Do you remember when storage was an issue? Do you remember what online storage even is? When I left university in the mid 1990s my laptop was able to hold less information than my Gmail account will now allow me to send in one email. The size of our hard drives were among the most important considerations when buying a new computer and just 15 years ago were commonly measured in units 1/1000000 of what we measure them in now.

Storage is so cheap now that it is a non-issue in the purchase of a new computer for most people and is being given away for free by the gigabyte. Google gives us over 7GB of storage for free - an amount I still have not yet been able to fill after over 10 years with my current Gmail account. Dropbox gives us 2 GB of free storage and many others do the same.

Have you ever paid YouTube to store and stream one of your home videos? Has last.fm or grooveshark.com dinged you because you downloaded or streamed too much data from their music servers? Storage used to be a barrier to using various forms of media and it's just not anymore. And since much of what we do on social media is share media, the limitlessness of storage is a big enabler.
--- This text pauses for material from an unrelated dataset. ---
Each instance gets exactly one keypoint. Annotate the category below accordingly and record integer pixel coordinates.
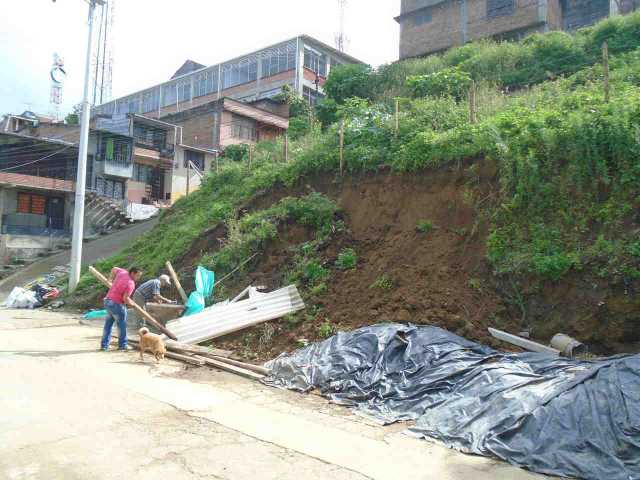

Unless cheap storage goes away, social media is here to stay.

3. Superb Usability

Do you know why your parents and your kids use social media? Because they can. We used to argue about the challenges of building websites and user interfaces that people will use without confusion and frustration but that doesn't happen so much anymore. Some interfaces are better than others but we have learned a tremendous amount about what works and what doesn't in engaging users and making things easy and we're not likely to unlearn these skills anytime soon.

Facebook ate MySpace's lunch largely because it was more usable and intuitive. Twitter exploded into the mainstream because it is simple-simple and takes most people about 15 minutes to figure out (sure, it takes months for most to be comfortable with it but that's a cultural issue, not a usability one).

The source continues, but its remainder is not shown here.